Par le malheur instruite, au moins elle défend
L’homicide légal au parti triomphant.
Ils sont affreux ces jours où la foi politique
Embrase ses élus d’une ardeur frénétique,
Où tout parti s’acharne en son fougueux essor,
Se brise, et reparaît pour se briser encor.
De l’homicide loi chacun se fait un glaive,
Tout prétoire est un cirque où des combats sans trêve
Déchirent les vaincus.

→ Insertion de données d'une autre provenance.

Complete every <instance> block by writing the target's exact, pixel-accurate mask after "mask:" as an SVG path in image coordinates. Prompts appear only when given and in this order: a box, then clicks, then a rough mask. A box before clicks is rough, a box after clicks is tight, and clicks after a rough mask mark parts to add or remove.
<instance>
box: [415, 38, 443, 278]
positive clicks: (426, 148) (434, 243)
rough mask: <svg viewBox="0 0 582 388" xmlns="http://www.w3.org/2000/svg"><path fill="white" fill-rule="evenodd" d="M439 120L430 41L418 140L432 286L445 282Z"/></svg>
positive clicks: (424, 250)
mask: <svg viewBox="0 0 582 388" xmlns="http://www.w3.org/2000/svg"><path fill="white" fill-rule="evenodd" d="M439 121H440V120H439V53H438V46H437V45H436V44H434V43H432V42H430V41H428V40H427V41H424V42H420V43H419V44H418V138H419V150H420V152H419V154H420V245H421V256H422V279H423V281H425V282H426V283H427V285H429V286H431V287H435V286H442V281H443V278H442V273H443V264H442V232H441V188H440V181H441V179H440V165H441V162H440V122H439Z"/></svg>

Le vulgaire indompté
Écrase avec bonheur ce qu’il a respecté.
Ivre de son erreur, dans le sang il se vautre
Dès que roule une tête, il en demande une autre.
L’ambitieux répond à cette horrible voix.
Sans frein, il s’abandonne à de hideux exploits.
Envieux en tout point des rivaux qu’il opprime,
Il veut, comme en pouvoir, les surpasser en crime
A la curée atroce il lui faut large part.
Il foule aux pieds l’honneur, et sur son étendard,
Que porte en mugissant le troupeau qui le flatte,
Le grand nom de Justice en lettres d’or éclate.

 

Mais le pouvoir qu’on souille est déjà terrassé,
Plus d’effroi, plus de bruit… le torrent a passé.
Hier encore à ses vœux tout devenait propice.
Sous son chemin de fleurs il sent un précipice ;
Pour raffermir ses pas son or est impuissant
Où le crime est empreint le sol reste glissant.
Le remords, qui l’étreint comme un étroit cilice,
Porte au fond de son cœur les affres du supplice.
En vain il marcherait d’honneurs environné,
Du bandeau souverain, de palmes couronné,
Contre la conscience il n’est pas de refuge.
Le plus fier des tyrans en soi retrouve un juge ;
Du crime rien n’absout, ni gloire, ni renom,
Sa tache s’agrandit en souillant un grand nom.

 

De ces temps déjà loin l’aspect hideux s’efface,
Un Dieu souvent du monde aime à changer la face ;
Mais l’arche, sur les flots, ne doit pas s’engloutir,
Et pour nous la colombe est tout près d’en sortir.

 

France, garde un bienfait recueilli dans l’orage,
Le sang humain versé pour l’homme est un outrage.
Par la raison publique aujourd’hui réprouvé,
Fais que sous nul aspect il ne soit relevé
L’échafaud politique ! A tout pouvoir suprême
L’interdire à jamais, c’est le sauver lui-même.
Arrache-le surtout à ce maître absolu,
Sans limite en sa force, et de soi-même élu,
Le peuple, enfin, ce roi, multiple, irresponsable,
Cruel, s’il le voulait, sans peur d’être coupable.
A peine il aperçoit le coup qu’il a porté ;
Vers le but qu’il convoite ardemment emporté,
Il se détourne, et, calme au sortir des tempêtes,
Relève, insouciant, son million de têtes.

 

Epure donc les mœurs pour adoucir la loi,
France, le monde entier tourne les yeux sur toi.
Même dans tes erreurs, sans cesse il te contemple,
Des utiles progrès, oui, tu lui dois l’exemple.
Ramène par les lois les jours de ta grandeur,
A force de vertus rentre dans ta splendeur ;
Quelle que soit la route où Dieu même t’entraîne,
Parmi les nations marche toujours en reine.